Celebrating 28 Black Authors for Black History Month #Day4

Ta-Nehisi Coates, Between The World and Me

Inspired heavily by James Baldwin’s The Fire Next Time, Between The World And Me is a contemporary essay written by Ta-Nehisi Coates in the form of a letter to his son, Samori. In this letter, Coates shares certain aspects of what it is like to grow up as a black body in America. Coates interprets what it means to navigate the landscape of being black in America. In a similar fashion to Baldwin, he brilliantly cast light on the question of where God stands in relations to Black bodies that are subjected to injustice. Coates’ own Black Rage is vexed even as he articulates his quest for reshaping the understanding of Black bodies, for exploring how the The Mecca (Howard University) formed his thinking and what was profoundly released in his heart with the death of his classmate, Prince Jones. 

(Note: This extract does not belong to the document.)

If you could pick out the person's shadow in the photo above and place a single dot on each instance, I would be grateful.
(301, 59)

Throughout the entire letter Coates intentionally unpacks the danger society hurls toward the Black body in America. For Coates, the Black body appears to become the negotiating piece to entice a god who is, unapologetically, disconnected from the Black experience. Coates’ awareness of his surroundings provides insight to the extreme poverty and the trickery of the streets. Because he has a breadth of knowledge and understanding of the diverse black experience, he grapples with the conflict of a god that does not have the same understanding. If God was indeed God, then God would know that black people’s “being forced to live in fear was an injustice.”